Covid may seem like the worst situation to happen among the plethora of problems arising in 2020, but Chee said that the people of Hawaiʻi must take advantage of this opportunity, take the losses and suffering now, and know that at least things will be better after the pandemic. With Hawai‘i branching away from tourism’s current form and creating more green and self-sustaining jobs such as Kupu’s new ʻĀina Corps program funded by the CARES Act, Chee said that this will hopefully incentivize people to stay in Hawaiʻi.

“Hawaiʻi is a complete failure when it comes to keeping youth here, providing us opportunity, and making us feel like we belong here… Part of the work I do is to change that,” Chee said. “Climate change is an intersectional issue. There are so many other issues that relate to climate change such as affordable housing, racism, cost of living, youth issues, and those all ultimately are contributing a piece to the current generation leaving the islands in search of a better future.”

He’s seen a hopeful trend in voter turnout with a total of 407,190 ballots statewide for the primary election in August 2020, according to the State Office of Elections.
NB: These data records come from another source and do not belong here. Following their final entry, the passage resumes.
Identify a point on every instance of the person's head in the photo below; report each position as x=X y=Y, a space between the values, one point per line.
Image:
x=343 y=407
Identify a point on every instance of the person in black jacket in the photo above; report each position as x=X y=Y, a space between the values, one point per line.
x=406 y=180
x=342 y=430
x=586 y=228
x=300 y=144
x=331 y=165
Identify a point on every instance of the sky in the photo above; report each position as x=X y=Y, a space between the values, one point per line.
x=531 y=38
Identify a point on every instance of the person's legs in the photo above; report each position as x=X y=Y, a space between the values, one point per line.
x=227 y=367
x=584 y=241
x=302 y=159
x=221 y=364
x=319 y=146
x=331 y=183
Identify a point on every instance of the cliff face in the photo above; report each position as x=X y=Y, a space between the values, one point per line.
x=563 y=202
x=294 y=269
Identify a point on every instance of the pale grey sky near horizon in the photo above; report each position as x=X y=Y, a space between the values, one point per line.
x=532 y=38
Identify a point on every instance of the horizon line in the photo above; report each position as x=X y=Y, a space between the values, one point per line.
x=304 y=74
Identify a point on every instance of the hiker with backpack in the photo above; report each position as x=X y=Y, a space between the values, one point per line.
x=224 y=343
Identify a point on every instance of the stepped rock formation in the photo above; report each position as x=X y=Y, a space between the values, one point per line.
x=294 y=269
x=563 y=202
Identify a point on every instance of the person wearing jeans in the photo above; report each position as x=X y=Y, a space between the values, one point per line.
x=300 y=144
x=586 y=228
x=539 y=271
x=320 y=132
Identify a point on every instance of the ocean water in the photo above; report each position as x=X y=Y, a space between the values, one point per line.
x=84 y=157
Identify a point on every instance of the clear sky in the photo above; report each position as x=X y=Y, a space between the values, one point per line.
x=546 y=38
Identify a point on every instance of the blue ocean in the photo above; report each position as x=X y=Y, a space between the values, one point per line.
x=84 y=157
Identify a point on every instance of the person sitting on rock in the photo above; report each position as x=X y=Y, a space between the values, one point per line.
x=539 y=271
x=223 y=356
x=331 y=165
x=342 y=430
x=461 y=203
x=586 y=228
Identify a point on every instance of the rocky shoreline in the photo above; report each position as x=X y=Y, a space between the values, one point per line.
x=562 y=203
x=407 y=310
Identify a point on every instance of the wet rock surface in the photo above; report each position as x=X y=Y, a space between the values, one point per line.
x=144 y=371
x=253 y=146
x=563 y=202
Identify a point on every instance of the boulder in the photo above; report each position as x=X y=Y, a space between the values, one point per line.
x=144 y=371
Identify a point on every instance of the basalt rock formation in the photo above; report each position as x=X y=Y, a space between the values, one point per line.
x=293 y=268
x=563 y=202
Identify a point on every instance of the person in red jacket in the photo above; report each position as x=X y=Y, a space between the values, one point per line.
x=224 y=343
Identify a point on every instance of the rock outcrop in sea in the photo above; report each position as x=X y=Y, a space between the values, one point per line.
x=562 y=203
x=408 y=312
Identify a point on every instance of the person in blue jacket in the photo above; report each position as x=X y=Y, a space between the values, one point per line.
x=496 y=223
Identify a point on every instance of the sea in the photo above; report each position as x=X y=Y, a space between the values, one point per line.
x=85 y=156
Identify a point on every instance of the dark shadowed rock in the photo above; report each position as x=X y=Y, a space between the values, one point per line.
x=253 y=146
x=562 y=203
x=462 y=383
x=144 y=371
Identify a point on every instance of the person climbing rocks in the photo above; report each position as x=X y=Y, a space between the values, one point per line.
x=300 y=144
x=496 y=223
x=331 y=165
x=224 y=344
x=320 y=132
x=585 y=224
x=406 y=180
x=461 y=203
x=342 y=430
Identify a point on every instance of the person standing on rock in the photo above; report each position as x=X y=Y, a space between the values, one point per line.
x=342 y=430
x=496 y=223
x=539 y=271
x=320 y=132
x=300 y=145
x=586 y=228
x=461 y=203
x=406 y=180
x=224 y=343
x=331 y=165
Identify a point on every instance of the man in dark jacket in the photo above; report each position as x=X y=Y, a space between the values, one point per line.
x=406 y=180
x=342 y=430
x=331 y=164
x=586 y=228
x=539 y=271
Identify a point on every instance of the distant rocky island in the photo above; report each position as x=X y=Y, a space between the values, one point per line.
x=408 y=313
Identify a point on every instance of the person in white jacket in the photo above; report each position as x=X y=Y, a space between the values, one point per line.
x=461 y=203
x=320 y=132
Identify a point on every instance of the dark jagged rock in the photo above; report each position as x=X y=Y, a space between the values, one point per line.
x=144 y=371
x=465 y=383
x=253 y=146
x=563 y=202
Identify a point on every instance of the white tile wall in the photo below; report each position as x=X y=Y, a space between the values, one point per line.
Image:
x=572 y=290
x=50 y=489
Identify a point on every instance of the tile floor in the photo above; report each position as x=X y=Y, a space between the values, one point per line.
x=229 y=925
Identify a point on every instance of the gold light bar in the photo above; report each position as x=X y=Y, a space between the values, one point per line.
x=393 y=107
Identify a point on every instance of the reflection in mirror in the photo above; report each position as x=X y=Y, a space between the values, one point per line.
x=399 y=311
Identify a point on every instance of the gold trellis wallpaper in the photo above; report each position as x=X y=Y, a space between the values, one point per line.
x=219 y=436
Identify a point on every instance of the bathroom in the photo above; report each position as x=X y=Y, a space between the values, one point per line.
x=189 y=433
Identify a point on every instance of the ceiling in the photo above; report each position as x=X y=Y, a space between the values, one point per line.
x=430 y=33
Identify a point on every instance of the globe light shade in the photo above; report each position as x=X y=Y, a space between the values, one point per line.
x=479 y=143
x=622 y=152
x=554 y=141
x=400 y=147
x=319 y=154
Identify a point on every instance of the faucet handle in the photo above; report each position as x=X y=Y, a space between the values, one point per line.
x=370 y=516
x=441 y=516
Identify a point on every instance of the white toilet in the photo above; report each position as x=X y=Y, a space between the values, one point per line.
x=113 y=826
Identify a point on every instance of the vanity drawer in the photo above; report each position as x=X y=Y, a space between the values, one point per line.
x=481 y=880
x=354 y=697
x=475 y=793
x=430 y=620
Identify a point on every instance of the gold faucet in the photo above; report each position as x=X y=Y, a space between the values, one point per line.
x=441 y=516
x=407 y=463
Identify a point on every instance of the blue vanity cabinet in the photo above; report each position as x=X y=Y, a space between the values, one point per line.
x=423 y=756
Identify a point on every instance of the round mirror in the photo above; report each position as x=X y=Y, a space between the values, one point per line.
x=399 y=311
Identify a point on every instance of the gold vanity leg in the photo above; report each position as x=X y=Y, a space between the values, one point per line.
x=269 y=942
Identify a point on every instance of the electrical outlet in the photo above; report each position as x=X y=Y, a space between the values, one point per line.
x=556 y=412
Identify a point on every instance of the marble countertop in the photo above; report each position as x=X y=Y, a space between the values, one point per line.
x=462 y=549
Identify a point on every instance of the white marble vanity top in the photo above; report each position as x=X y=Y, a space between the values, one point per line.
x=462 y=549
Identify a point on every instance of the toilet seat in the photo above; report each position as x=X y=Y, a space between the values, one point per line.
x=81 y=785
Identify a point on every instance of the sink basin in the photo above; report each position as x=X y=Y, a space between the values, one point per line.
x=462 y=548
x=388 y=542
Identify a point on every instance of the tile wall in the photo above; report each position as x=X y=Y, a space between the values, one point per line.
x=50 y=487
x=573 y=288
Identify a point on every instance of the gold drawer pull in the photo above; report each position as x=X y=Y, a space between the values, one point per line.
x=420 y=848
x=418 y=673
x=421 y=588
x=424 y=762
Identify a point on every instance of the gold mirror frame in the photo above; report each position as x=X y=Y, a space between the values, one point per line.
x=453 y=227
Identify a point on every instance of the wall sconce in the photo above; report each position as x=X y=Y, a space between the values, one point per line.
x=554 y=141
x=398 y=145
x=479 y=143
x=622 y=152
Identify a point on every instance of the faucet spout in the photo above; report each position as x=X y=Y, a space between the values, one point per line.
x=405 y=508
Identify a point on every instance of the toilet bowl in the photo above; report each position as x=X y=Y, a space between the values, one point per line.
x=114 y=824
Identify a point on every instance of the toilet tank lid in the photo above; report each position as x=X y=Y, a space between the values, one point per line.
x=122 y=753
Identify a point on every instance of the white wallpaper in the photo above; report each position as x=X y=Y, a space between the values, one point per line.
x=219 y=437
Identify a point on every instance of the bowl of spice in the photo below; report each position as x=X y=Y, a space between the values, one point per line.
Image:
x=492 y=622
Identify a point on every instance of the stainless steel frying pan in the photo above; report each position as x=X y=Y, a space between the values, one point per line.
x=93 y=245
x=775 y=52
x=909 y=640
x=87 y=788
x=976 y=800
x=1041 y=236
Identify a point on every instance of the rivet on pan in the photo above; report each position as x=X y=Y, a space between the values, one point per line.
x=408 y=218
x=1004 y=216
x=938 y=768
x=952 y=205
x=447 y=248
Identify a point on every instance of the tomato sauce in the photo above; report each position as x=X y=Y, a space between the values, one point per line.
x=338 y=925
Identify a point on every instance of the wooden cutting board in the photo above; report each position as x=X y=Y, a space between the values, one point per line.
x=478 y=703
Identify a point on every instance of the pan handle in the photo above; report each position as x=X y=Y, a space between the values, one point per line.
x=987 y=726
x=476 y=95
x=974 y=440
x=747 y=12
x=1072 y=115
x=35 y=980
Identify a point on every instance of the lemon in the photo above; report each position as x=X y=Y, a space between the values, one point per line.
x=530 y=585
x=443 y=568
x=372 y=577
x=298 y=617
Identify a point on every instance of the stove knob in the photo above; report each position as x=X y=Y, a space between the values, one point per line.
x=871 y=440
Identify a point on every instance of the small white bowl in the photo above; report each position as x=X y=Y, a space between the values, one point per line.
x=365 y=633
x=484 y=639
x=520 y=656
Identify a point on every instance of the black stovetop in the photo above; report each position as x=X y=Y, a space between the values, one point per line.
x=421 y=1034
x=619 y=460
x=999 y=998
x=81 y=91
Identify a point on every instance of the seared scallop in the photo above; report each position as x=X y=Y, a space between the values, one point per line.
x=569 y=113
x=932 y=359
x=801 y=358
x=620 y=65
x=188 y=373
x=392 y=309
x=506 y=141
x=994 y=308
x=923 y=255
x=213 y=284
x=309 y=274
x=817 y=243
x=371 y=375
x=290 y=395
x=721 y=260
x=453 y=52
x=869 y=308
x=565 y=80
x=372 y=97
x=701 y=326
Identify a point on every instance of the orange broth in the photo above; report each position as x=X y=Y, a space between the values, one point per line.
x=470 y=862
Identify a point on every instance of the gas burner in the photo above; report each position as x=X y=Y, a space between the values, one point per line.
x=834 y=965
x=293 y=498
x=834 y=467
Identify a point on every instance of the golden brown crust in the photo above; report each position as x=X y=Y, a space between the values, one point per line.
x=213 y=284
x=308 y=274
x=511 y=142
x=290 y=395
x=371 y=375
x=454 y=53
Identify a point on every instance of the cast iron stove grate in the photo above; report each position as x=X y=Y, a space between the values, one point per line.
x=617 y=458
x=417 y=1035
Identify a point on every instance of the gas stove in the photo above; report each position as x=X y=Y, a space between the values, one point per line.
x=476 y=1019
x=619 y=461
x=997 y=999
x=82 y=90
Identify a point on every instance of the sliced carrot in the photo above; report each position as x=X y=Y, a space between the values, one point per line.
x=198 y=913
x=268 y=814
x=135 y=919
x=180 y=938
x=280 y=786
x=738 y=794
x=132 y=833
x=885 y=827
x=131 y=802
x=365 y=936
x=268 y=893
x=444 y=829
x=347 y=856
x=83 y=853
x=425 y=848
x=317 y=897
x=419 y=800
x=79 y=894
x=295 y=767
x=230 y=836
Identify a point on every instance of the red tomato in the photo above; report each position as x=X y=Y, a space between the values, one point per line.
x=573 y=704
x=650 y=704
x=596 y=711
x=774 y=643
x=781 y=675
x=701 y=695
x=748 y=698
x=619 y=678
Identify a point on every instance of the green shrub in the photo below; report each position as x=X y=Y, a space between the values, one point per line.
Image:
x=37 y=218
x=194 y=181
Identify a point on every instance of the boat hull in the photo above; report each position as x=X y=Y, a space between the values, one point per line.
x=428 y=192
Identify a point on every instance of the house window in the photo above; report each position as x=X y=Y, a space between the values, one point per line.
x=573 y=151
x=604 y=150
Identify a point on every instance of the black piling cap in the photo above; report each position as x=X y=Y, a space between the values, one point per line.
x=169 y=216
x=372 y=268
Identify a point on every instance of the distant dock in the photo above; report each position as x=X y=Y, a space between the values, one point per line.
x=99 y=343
Hawaiʻi News Now attributed this number to mail-in voting, but he attributed this turnout to Covid having revealed a lot of issues, incentivizing people to “go beyond the grumbling.”

Other people may not even have time to care about the election because they are struggling to put food on the table. For those who are working three jobs, are struggling to get by, and feel like they don’t have enough time for politics, Chee said to ask themselves, “Why am I too busy to be involved in government?” Electing someone who thinks that earning a livable wage from one job can change a person’s situation, particularly if they continue to be civically engaged.

Chee views the ideal Hawaiʻi as just and equitable, where youth being engaged in government is more common, and where the people of Hawaiʻi choose more sustainable decisions with the future in mind, easily balancing “the benefit of the now” and “the benefit of the future.” Although he could have ran for office to be a Waikīkī Neighborhood Board Member this year, he said that he still wants to be a local politician in the future.

“I want to be a politician that’s not known for being a politician, but rather a community advocate,” Chee said. “I want to be someone who champions what the needs of the community are first and challenges the status quo. I want to uphold Hawaiian values like aloha, lōkahi, and pono, and I truly mean them in their Hawaiian values, not as their meager English translations.”